Even if she wanted to and there is little evidence she does.
When May makes a gesture towards pro-Europeans, it seems she usually matches it with a rather larger one to Brexit enthusiasts.
Patel was a dispensable thorn in her side.
Having removed it, the prime minister was in good form later the same evening at a gala dinner celebrating Paul Dacre’s quarter-century in charge of the Daily Mail, her most stalwart supporter in the national press.
....
May: “We will not tolerate attempts from any quarter to use the process of amendments to this bill as a mechanism to try to block the democratic wishes of the British people by attempting to slow down or stop our departure from the European Union.”
But who is “we”?
Amendments are a matter for the Speaker and votes are in the hands of MPs.
Lord Kerr (A50 author):
“We are not required to withdraw just because Mrs May sent her letter.
We can change our minds at any stage during the process.”
Another former Foreign Office head, Sir Simon Fraser, lectured the foreign policy think tank Chatham House on Britain after Brexit.
While not hiding his distaste for the decision, he gamely tried to suggest how he thought Britain could make the best of it.
His influential audience was not interested.

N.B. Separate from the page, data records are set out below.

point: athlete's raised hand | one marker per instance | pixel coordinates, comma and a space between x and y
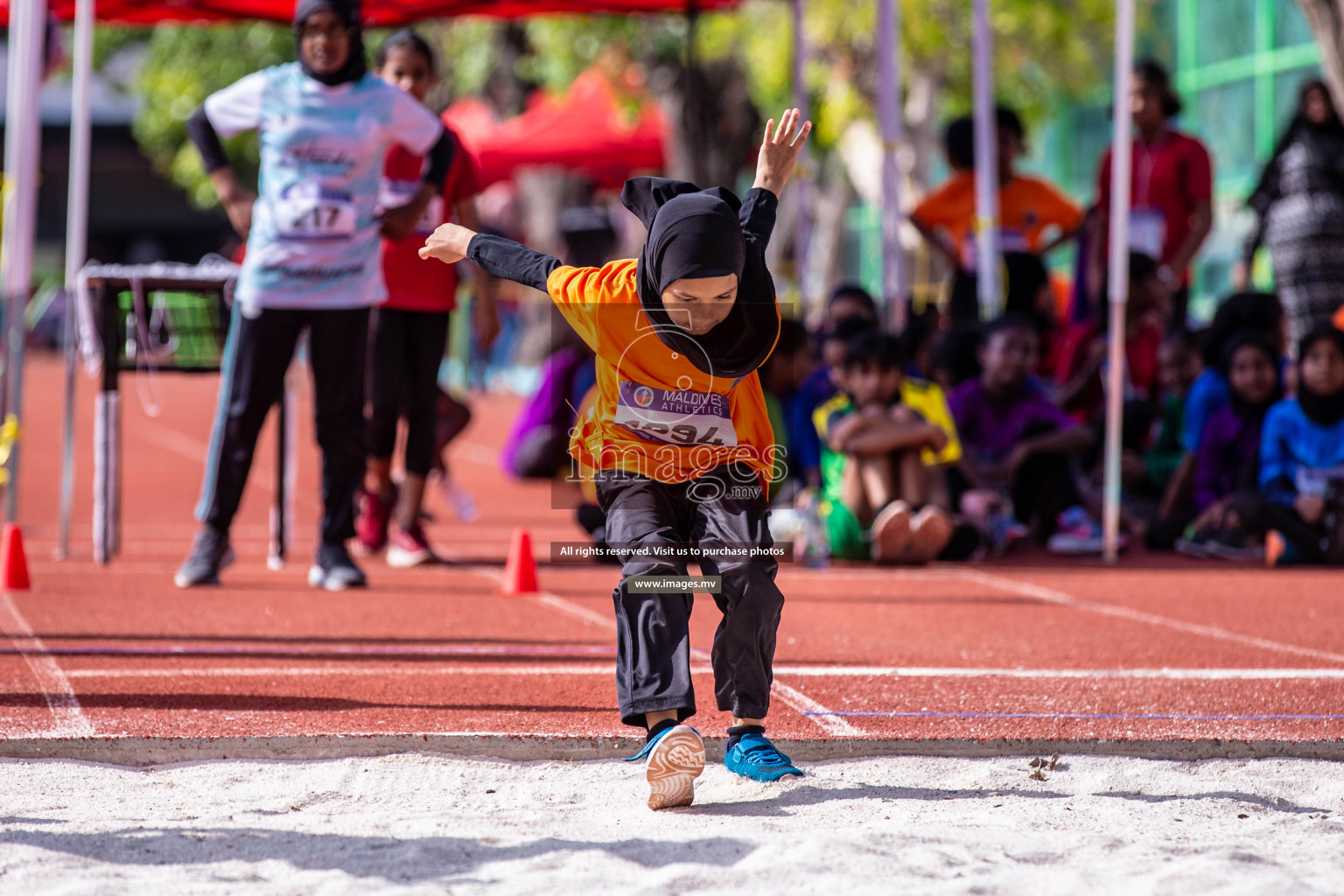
780, 150
448, 243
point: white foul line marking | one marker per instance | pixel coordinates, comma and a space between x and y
55, 687
1065, 599
792, 697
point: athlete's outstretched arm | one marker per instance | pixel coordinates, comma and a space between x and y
774, 163
495, 256
780, 150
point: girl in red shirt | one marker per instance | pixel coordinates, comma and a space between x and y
410, 328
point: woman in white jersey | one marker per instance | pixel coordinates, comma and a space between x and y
312, 263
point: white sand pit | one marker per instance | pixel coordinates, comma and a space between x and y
416, 823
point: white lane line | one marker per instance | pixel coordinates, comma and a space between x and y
812, 710
55, 687
1065, 599
288, 672
805, 705
808, 672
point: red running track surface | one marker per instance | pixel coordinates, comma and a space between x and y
1160, 649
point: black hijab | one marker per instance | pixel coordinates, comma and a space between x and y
696, 234
355, 63
1323, 410
1260, 341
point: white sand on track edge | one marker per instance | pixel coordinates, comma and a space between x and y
418, 823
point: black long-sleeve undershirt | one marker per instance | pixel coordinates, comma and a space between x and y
202, 133
500, 256
507, 260
213, 156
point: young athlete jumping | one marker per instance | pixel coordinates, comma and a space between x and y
680, 446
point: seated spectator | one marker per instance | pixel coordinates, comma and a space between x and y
538, 444
1035, 216
857, 318
956, 358
885, 439
1178, 367
850, 300
782, 374
1228, 462
1256, 312
1301, 472
1016, 444
918, 340
1081, 355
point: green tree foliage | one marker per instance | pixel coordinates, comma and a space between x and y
183, 66
1043, 50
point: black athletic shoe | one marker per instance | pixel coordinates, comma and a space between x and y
335, 571
210, 554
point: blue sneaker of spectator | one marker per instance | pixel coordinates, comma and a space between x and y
756, 758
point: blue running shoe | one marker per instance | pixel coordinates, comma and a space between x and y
672, 760
756, 758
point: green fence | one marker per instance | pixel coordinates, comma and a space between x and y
1238, 65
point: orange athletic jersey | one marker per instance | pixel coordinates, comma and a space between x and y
1027, 207
654, 413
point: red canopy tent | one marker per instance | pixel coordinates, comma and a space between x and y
588, 130
375, 12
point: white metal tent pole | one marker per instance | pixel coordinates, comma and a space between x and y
22, 145
987, 163
1117, 288
802, 190
77, 248
889, 113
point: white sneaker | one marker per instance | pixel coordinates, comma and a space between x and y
672, 763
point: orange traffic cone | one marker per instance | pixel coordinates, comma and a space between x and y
14, 566
521, 570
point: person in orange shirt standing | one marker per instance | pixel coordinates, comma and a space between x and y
680, 446
1033, 215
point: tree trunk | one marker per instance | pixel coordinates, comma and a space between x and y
1326, 20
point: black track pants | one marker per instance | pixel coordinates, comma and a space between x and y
726, 507
253, 379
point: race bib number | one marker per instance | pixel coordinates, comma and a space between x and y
308, 210
393, 193
1146, 231
675, 416
1316, 482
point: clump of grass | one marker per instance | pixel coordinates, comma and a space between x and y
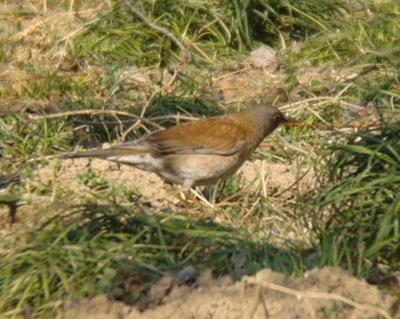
85, 249
362, 233
211, 31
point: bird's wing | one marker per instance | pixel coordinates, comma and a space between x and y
219, 136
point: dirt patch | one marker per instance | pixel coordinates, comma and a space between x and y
266, 295
273, 177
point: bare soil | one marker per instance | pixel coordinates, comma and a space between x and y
266, 295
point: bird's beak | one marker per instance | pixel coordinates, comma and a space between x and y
289, 120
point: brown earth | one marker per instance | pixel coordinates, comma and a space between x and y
322, 293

They wanted to know how Brexit could be stopped.
....
So long as Brexit legislation dominates parliamentary business, a major defeat for the government remains a live possibility
if troubled Conservative MPs were to combine with Labour.

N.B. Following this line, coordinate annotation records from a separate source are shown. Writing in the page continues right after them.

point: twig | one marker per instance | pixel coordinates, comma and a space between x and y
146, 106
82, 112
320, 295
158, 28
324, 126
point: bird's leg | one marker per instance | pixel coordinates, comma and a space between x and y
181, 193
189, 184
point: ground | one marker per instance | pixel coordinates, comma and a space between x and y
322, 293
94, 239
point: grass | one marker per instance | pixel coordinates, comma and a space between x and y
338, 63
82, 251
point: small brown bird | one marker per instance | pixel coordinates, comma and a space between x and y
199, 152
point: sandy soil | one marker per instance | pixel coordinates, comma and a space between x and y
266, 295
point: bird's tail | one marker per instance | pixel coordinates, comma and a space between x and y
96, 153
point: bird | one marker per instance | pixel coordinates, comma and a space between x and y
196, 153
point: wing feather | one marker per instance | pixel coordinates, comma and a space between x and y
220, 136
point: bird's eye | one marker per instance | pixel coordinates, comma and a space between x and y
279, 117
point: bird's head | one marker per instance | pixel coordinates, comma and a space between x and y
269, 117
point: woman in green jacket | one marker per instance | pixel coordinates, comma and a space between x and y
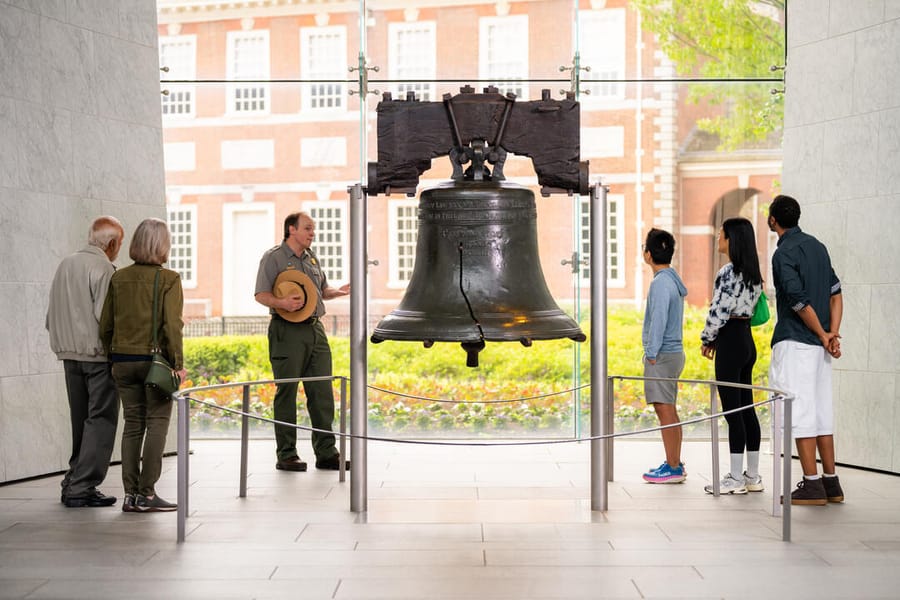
126, 331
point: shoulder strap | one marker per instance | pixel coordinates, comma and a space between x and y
155, 347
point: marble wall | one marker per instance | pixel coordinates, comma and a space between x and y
80, 136
842, 162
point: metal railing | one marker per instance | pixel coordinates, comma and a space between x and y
601, 469
335, 325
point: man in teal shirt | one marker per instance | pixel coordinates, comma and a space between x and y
663, 349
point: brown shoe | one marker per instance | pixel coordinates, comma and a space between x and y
291, 464
332, 463
809, 492
833, 490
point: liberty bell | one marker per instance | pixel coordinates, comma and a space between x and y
477, 276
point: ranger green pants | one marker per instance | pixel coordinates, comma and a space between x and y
301, 350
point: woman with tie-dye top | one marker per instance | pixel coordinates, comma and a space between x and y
728, 340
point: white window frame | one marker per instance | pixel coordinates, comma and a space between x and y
603, 44
187, 282
259, 72
394, 206
336, 69
331, 272
508, 72
615, 236
423, 69
186, 70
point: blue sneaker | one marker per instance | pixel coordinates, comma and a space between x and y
665, 464
665, 474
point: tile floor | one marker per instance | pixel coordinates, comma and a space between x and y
452, 523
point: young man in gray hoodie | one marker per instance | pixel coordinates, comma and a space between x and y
663, 350
73, 319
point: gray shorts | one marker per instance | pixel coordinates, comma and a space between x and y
668, 364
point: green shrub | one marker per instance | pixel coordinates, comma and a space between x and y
441, 394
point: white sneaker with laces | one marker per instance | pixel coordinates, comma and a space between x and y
753, 484
728, 485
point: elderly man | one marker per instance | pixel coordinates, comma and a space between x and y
76, 301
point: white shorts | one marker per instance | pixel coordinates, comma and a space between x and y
805, 371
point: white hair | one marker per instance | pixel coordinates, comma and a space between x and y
104, 230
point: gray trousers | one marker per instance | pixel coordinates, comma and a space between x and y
94, 411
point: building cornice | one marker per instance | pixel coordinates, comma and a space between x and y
188, 11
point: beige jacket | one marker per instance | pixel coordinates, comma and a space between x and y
76, 301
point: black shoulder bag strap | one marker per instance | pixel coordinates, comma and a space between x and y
155, 349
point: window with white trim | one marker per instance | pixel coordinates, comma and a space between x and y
323, 56
182, 220
403, 234
412, 50
503, 53
179, 54
248, 59
615, 256
329, 244
602, 35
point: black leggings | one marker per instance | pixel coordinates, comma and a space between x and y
735, 357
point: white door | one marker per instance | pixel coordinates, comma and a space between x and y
248, 232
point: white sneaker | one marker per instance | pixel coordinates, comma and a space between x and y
728, 485
753, 484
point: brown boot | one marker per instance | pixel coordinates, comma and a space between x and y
809, 492
833, 490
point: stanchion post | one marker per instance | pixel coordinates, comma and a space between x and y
786, 475
777, 413
599, 477
358, 349
245, 439
183, 450
610, 426
342, 443
714, 436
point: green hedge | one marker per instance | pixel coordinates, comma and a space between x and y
507, 371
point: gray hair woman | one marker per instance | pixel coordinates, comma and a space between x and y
126, 331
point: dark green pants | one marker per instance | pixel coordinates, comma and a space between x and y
147, 413
301, 350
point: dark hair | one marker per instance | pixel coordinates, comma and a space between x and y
742, 249
785, 210
661, 246
291, 221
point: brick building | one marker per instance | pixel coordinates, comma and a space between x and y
269, 121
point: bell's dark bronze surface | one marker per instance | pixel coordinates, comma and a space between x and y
477, 276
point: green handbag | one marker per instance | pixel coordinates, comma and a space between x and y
761, 311
161, 374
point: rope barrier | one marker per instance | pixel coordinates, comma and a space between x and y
185, 397
479, 444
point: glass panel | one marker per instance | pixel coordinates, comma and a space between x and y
283, 133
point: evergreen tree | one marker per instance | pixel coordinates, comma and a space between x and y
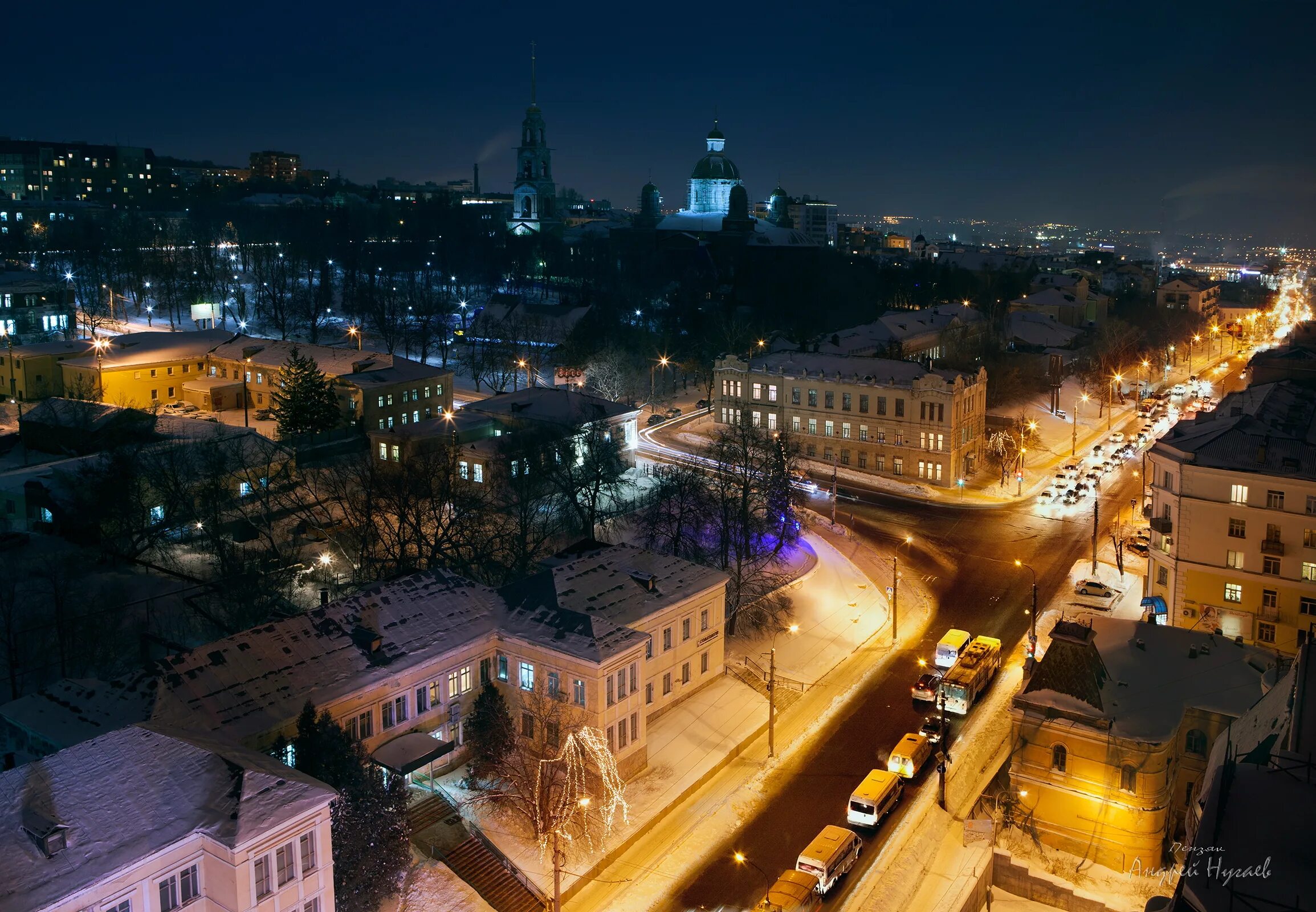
303, 398
488, 732
369, 819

The government could also come under attack from another direction.
Gordon Brown .... predicts public opinion will turn by next summer because
the red lines promised by the Brexit campaigners will have been breached in an “inadequate agreement . . . we will not have proper control of our border . . . our money . . . our courts . . . or our trade”.

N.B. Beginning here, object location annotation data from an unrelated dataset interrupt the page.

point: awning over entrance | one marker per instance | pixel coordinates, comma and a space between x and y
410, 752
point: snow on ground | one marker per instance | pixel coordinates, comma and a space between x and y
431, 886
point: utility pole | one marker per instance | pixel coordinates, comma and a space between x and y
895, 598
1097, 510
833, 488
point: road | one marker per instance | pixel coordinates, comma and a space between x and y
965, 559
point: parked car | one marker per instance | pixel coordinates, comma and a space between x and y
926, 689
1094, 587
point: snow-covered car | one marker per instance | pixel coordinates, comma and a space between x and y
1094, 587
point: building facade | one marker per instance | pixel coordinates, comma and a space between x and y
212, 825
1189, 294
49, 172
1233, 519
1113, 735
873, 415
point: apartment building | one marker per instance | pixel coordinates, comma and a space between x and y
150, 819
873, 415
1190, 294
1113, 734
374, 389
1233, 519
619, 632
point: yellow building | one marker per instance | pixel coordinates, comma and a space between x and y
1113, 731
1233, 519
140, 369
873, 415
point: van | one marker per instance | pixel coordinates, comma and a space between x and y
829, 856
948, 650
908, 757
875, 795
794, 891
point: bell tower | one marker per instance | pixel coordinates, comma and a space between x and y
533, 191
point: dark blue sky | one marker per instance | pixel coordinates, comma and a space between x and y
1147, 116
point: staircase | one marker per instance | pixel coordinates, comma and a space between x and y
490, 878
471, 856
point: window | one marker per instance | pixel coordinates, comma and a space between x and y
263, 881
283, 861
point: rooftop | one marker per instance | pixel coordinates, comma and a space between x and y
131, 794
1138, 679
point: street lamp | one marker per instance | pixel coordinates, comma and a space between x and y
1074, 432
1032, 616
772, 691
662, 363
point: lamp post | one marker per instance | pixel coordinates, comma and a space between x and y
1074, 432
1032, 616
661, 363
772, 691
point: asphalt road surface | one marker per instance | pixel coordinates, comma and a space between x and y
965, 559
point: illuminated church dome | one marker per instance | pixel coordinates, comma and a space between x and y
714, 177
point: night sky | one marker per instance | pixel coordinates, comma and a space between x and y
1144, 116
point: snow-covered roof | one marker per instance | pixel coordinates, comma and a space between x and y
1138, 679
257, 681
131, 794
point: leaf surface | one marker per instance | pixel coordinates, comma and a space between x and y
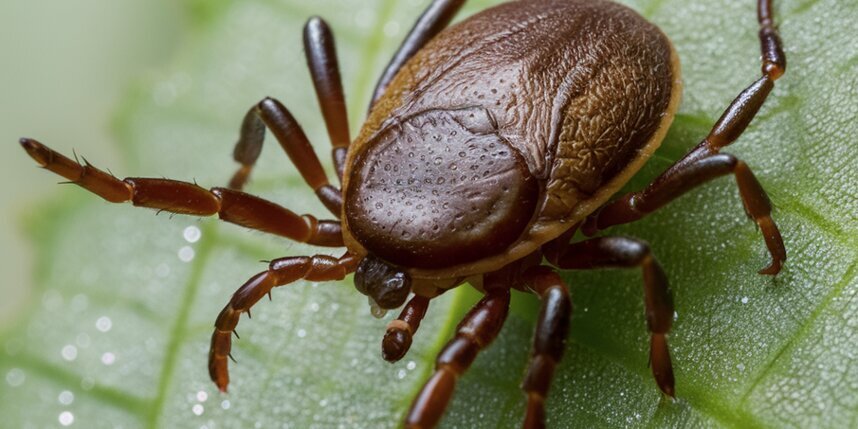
125, 300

If Brown is right, the Brexiteers could launch a torpedo against the deal and the government.
May faces the prolonged agony of trying to survive Commons votes night after night
.... If they can hold a majority in the Commons there is nothing forcing them to face the voters before the summer of 2022.
May still hopes for a relaunch to build a legacy away from Brexit
. ....
Both Hammond and May accept that they have nothing left to lose but their jobs.
...
May’s dependence on Hammond is greater because of the pickle in which her hand-picked deputy [Green] finds himself.
..... even Green’s friends doubt he will survive the investigation by the Cabinet Office propriety and ethics team.
In most organisations, pornography on a work computer is grounds for instant dismissal, even if it is not illegal.
The inappropriate conduct alleged against Green is about on a par with what got Fallon sacked.
Either a botched budget or Green’s departure could tip May out of No 10 by Christmas, according to some Tory MPs.
They are not entirely despondent about the party’s prospects under its next leader.
Optimists argue that on 40% in the latest YouGov poll they are “only” 3% behind Labour, compared with Major who fell 43.5% behind.
Tomorrow the search for life after May will get serious.
Amber Rudd, the home secretary, will be guest at the launch of “New Generation — the project for 21st-Century Conservatism”.
Their project aims to find “the new generation” from the 2015 and 2017 cohorts of MPs, and other fresh voices, to make that case.
They seem to have already given up on Theresa May.